Mantra Chanting, though commonly associated with Hinduism and Buddhism, is a form of practicing Yoga in which the Mantra is viewed as energy in the form of sound vibrations which give rise to specific forms. The Sanskrit word mantra-consists of the root man- “to think” and the suffix -tra, designating tools or instruments, hence a literal translation would be “instrument of thought”. All specific Mantras are also Sanskrit words or string of words that have specific meanings realized by sages in deep meditation. Examples are ‘Soham’, ‘Om’, ‘Tat Twam Asi’ etc.
Rules for chanting:
• The posture that we sit in should be relaxed and still, yet comfortable with back and head aligned in a straight line.
• It is very important that the Mantra be chanted understanding its meaning and one should be fully convinced of its importance.
• Mantras should be repeated with meaning and feeling. In traditional practice, the Mantras are chanted by counting them a specific number of times each day.
• The chants are done aloud in the beginning but after some time that process turns inward, and the chanting is done in the inner silence.
Stages of Mantra Chanting:
It is said that the Mantra will naturally move inward through four stages if we allow it to happen.
At the more external level it is chanted as a word and meaning. Later its meaning becomes a feeling. This feeling then becomes a deep, intense and constant awareness. Finally it becomes a soundless sound, a stage that defies description, but as a root of the sound, it is like a soundless sound of the mantra that is resting in silence.
The initial goal of Mantra chanting is to quiet the mind by giving it one focus of attention. We may find that the mind often has thoughts and feelings that pop up when we try to focus it on something. We tend to get carried away with these thoughts, and often create a tug of war about this process, engage in mental arguments or become angry with ourselves about these.

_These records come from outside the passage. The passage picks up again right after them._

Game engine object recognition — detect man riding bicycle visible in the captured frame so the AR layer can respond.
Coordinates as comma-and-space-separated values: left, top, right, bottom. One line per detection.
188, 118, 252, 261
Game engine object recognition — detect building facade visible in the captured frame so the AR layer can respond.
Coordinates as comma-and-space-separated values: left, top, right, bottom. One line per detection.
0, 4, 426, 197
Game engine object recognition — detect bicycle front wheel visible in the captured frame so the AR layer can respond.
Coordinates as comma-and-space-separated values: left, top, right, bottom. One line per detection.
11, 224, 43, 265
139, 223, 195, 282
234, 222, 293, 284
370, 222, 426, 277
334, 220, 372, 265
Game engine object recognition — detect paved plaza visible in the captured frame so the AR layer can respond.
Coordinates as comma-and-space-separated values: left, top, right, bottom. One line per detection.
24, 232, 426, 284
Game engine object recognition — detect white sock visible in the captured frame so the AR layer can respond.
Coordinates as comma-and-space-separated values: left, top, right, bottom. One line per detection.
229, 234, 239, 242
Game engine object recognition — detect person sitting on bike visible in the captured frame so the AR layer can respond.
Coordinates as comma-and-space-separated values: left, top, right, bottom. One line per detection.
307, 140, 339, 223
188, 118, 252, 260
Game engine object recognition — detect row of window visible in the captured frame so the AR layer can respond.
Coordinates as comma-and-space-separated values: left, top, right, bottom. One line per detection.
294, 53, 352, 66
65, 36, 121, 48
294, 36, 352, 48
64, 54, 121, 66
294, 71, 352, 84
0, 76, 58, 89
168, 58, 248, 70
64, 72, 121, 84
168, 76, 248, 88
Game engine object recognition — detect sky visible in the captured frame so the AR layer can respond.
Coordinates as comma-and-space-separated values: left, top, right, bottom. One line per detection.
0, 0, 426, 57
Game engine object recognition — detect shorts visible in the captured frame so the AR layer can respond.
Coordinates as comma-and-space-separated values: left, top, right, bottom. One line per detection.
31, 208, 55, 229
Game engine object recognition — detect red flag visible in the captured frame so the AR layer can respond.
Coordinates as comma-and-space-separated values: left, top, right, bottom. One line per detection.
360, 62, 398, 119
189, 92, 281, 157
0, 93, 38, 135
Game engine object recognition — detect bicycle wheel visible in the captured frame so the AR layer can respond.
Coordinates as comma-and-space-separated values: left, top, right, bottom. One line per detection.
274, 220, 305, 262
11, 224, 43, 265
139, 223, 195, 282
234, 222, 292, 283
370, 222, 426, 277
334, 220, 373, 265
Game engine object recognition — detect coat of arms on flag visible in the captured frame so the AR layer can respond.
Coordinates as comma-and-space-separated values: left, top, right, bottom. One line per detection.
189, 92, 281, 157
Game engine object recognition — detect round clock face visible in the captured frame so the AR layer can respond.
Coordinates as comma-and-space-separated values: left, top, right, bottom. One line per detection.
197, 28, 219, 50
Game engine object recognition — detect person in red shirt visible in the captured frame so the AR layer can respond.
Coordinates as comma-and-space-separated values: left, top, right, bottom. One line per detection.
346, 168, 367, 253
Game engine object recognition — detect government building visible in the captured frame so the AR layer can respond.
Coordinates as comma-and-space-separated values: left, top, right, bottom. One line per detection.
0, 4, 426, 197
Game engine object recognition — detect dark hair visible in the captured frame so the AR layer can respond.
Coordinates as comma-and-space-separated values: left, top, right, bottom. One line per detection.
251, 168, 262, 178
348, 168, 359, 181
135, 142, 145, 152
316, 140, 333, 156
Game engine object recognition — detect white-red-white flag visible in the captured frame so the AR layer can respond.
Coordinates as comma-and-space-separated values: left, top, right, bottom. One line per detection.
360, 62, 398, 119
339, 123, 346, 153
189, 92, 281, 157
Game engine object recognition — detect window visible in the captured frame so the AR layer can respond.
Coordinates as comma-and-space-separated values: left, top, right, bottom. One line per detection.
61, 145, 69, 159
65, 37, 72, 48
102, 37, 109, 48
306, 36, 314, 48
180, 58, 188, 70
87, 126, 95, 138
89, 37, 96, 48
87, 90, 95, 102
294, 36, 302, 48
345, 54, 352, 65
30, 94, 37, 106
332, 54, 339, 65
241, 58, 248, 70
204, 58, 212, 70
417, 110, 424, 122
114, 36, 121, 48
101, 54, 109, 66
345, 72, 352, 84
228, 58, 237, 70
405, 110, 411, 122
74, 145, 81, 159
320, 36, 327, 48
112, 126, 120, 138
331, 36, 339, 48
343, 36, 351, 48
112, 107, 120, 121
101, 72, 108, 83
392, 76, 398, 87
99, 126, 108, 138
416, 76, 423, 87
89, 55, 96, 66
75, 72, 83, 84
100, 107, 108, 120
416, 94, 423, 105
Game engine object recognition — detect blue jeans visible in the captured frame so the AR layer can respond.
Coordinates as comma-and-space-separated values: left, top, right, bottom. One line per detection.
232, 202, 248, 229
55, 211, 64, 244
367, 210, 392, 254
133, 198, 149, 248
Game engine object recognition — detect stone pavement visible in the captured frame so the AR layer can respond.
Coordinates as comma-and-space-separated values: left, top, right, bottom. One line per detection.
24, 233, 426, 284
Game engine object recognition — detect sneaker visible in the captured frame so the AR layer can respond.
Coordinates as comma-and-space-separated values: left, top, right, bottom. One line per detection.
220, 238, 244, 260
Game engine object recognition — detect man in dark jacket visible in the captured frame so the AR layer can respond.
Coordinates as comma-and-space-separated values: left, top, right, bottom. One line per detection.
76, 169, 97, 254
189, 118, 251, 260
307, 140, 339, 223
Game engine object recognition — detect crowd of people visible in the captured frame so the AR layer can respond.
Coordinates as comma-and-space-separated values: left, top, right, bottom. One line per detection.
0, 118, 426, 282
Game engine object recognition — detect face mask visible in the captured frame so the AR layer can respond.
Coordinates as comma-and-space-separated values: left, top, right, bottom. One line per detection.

But we have to overcome this tendency by not getting disappointed and by gently trying to observe the thoughts and associations happening in the mind, and bringing the awareness back to the Mantra. This attitude that is developed with continuous practice will dissipate the thoughts as they happen without creating an internal conflict.
Why Mantras are chanted:
Imagine that you are standing on the bank of a river and you hear the current as it flows. If you follow the river upstream, you will come to its origin. There, you will find that there is no sound. In the same way, a mantra leads the mind to the silence within. That state is called ‘soundless sound
Our mind does not normally want to go into this silence since it has many desires to fulfill. When we chant Mantras repeatedly and allow it to grow, a new object will come to occupy the mind. A new groove is created in the mind. That is when our mind stops flowing into the past grooves and starts flowing in the new grooves that have been consciously created using the Mantras. Eventually, instead of being disturbed by our thoughts, we will begin to find ourselves repeating our Mantra, with the mind not being distracted by the thoughts. This creates a joyous state of mind no matter what the external circumstances are. This is when we learn to transcend our minds and get united with a state of silence that is the source of all existence- That is the ultimate goal of Yoga!